Tout ceci n’est pas nouveau. Historiquement, les patrons, petits ou grands, ont souvent l’art de militer à contre-sens. Dans les années 1930, la banque centrale américaine, qui tolérait voire encourageait une déflation mortifère, recevait des tonnes de lettres de patrons qui protestaient contre les mesures de soutien à l’économie, la baisse de taux et la dévaluation. Ils vantaient les mérites de mesures qui les tuaient (de même que la bourgeoisie française se faisait hara-kiri avec la déflation Laval). Idem depuis 2008 de la part du patronat allemand et de la Bundesbank (pour une synthèse des positions allemandes, voir toute l’œuvre traduite de Jean-Marc Daniel). Dans le même genre, les patrons anglais militent depuis toujours pour l’euro, avec au départ l’argument selon lequel une non-qualification à l’euro dès 1999 tuerait l’attractivité de la place financière de Londres. Je pourrais multiplier les exemples.

Chacun devrait faire son travail, tout son travail, et rien que son travail. Quand des prix Nobel d’économie fondent un hedge fund, cela donne LTCM. Quand des non-économistes dirigent l’économie, cela donne la BCE. Quand des patrons jouent aux politiques, les résultats sont souvent décevants, et la confiance en eux en prend un coup.

Vous insistez, chers patrons de la tribune du JDD, sur la formation. Très peu de rapport avec la question de la quantité d’emplois dans une économie, hélas. Le chômage a explosé en France au début des années 80, au début des années 90, puis depuis 2008 : c’est-à-dire au cours de trois crises désinflationnistes et/ou déflationnistes mal anticipées par les agents économiques ; conformément au diagnostic macro traditionnel qui relie les erreurs d’anticipation d’inflation au coût du travail et au chômage. Ces chocs monétaires ont produit des effets puissants, dévastateurs, sur le tissu productif, sur les comptes publics et sur l’emploi. Un meilleur niveau de formation aurait peut-être réduit un peu la durée de ces effets ; c’est tout. On pourrait, certes, sans doute, être plus efficace en France quant à cette vache à lait syndicale et cette usine à gaz administrative qu’est la formation professionnelle. Mais l’effet net sur le PIB sera de toute façon infinitésimal.    

L’insistance sur la "compétitivité" (ce concept attrape-nigauds qui se résume en fait à un mauvais alignement du taux de change) est particulièrement critiquable ; le discours patronal gagnerait à éliminer les expressions journalistiques de caniveaux.
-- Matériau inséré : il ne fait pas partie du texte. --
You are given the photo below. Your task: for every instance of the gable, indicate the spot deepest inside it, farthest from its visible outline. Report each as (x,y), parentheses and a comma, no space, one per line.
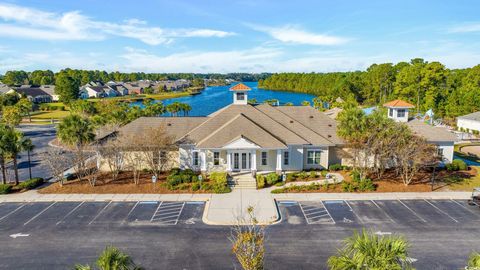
(242,143)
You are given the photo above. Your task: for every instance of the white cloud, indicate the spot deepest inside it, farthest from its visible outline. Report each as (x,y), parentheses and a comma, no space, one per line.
(465,28)
(32,23)
(295,35)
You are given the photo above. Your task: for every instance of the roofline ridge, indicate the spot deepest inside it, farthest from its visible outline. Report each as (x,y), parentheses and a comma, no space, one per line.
(297,122)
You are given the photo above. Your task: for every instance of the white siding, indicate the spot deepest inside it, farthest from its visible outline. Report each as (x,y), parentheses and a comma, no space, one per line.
(468,123)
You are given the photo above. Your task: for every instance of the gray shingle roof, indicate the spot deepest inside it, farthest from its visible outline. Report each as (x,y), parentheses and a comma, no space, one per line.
(431,133)
(473,116)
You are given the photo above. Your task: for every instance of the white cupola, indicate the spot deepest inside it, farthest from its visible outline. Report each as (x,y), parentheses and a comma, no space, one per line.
(240,96)
(398,110)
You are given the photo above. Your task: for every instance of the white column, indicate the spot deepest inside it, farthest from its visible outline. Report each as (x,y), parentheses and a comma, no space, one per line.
(254,160)
(279,160)
(229,161)
(203,160)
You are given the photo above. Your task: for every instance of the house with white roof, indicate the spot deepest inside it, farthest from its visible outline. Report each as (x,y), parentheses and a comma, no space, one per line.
(469,122)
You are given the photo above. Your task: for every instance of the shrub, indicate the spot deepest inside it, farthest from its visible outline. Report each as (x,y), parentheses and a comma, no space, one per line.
(260,181)
(366,185)
(348,187)
(196,186)
(272,178)
(291,177)
(31,184)
(219,182)
(456,165)
(5,188)
(335,167)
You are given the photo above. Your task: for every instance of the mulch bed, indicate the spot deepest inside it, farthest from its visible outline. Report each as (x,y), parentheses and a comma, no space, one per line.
(123,185)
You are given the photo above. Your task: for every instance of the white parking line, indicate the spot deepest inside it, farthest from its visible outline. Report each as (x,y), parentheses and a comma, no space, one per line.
(441,211)
(355,214)
(41,212)
(69,213)
(156,210)
(383,211)
(328,212)
(413,211)
(16,209)
(99,213)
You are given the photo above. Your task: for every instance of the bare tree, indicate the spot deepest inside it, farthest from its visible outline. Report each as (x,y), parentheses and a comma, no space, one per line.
(412,154)
(57,162)
(249,243)
(111,157)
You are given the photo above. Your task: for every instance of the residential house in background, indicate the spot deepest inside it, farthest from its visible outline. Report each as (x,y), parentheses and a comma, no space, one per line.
(439,136)
(469,122)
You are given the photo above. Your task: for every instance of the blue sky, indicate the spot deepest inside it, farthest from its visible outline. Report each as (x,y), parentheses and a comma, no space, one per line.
(235,36)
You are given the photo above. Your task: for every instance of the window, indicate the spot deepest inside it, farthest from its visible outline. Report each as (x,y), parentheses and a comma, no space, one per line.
(313,157)
(286,158)
(440,152)
(195,159)
(264,158)
(216,158)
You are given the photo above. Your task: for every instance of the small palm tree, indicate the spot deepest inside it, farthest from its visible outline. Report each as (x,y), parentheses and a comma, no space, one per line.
(369,251)
(111,259)
(473,261)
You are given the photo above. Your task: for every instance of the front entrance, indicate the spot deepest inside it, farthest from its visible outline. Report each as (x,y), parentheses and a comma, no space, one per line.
(241,161)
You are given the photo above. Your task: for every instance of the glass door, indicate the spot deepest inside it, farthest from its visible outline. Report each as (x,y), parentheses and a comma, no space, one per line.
(244,161)
(236,164)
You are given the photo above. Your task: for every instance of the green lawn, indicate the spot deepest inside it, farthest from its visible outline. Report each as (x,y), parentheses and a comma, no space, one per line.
(50,114)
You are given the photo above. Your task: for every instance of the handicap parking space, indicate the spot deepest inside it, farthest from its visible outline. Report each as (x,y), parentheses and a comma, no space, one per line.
(369,212)
(316,213)
(341,212)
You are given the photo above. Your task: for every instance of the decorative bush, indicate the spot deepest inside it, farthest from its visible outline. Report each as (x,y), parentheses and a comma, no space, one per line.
(272,178)
(291,177)
(31,184)
(219,182)
(456,165)
(260,181)
(5,188)
(335,167)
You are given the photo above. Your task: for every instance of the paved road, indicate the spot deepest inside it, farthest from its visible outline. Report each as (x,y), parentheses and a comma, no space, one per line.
(171,235)
(40,135)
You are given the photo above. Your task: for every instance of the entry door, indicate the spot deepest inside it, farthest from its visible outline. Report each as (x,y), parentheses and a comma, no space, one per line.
(236,162)
(244,161)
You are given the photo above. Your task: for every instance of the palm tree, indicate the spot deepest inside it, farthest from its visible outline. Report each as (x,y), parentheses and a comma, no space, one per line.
(3,152)
(369,251)
(111,259)
(473,261)
(28,146)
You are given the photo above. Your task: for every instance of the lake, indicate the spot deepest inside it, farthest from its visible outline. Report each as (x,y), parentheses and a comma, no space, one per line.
(214,98)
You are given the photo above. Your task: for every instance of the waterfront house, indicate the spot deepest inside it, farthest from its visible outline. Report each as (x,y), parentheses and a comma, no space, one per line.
(262,138)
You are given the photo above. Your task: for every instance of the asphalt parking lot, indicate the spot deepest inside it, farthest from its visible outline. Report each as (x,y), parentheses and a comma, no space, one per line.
(171,235)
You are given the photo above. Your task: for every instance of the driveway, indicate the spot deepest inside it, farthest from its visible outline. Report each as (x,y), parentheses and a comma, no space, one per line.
(40,135)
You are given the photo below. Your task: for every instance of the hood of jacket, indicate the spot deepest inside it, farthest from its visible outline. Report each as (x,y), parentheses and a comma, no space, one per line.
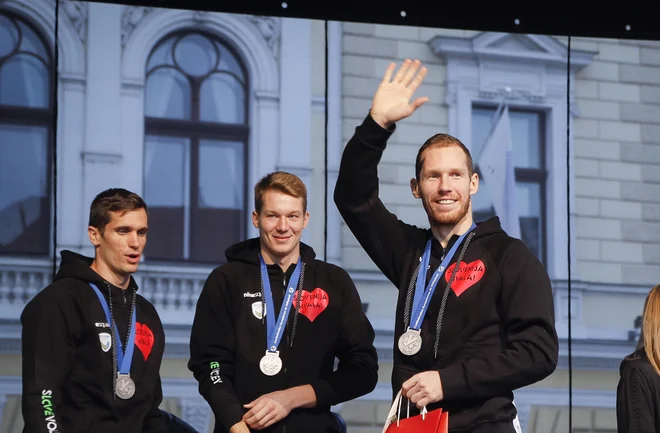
(248,252)
(74,265)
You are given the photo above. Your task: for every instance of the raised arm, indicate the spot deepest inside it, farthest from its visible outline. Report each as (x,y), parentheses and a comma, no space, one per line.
(356,195)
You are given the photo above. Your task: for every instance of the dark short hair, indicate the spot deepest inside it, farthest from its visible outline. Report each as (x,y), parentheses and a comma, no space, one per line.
(113,200)
(442,140)
(279,181)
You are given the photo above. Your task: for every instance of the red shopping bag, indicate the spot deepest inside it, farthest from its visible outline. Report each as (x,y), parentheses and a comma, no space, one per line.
(435,421)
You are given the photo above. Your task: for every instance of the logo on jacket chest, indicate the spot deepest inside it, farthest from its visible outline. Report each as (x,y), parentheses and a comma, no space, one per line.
(106,341)
(312,303)
(467,275)
(144,340)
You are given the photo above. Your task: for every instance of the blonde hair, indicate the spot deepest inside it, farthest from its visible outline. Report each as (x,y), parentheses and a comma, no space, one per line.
(280,181)
(650,335)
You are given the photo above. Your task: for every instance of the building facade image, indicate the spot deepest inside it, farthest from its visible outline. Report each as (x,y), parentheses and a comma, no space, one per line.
(189,109)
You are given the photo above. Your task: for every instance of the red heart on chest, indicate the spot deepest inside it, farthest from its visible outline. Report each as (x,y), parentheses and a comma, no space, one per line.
(312,303)
(144,339)
(467,275)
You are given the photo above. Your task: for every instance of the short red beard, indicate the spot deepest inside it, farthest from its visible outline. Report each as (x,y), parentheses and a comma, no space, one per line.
(447,218)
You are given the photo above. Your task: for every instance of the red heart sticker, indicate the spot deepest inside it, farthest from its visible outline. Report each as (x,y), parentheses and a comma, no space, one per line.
(312,304)
(467,275)
(144,339)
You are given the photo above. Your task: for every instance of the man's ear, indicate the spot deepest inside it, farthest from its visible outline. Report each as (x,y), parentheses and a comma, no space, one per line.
(255,219)
(94,236)
(414,187)
(474,184)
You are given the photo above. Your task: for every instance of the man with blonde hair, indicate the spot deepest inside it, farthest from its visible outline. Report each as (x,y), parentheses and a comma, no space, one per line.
(270,323)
Relisons Krugman ou Friedman, là encore. L’économie n’est pas un gâteau qu’on se partage, ou une chasse aux trésors comme chez les mercantilistes ; on a même fait la zone euro en théorie pour se débarrasser de cette question, comme les gens du Texas se foutent de leur "compétitivité" vis-à-vis de l’Oklahoma ou du Kansas. Parlez donc des gains de productivité (le grand tabou de notre époque ?) à votre échelle, pas de petits complexes agonistiques vis-à-vis de gens qui sont nos partenaires commerciaux ; please.      

Regardez le Japon des années 1990 et 2000 : des boites bien positionnées, qui se désendettent, présentes sur des marchés porteurs, pleines d’ingénieurs bien formés, appuyées par le « maitre des horloges » cher à Philippe Delmas, avec une fiscalité incommensurablement moins pénalisante que chez nous… et, à la clé, une crise lourde, une impasse totale. Un pays n’est pas une entreprise, et le tout n’est pas égal à la somme des parties. Ce n’est pas nouveau, et là encore il faut lire ceci : https://hbr.org/1996/01/a-country-is-not-a-company.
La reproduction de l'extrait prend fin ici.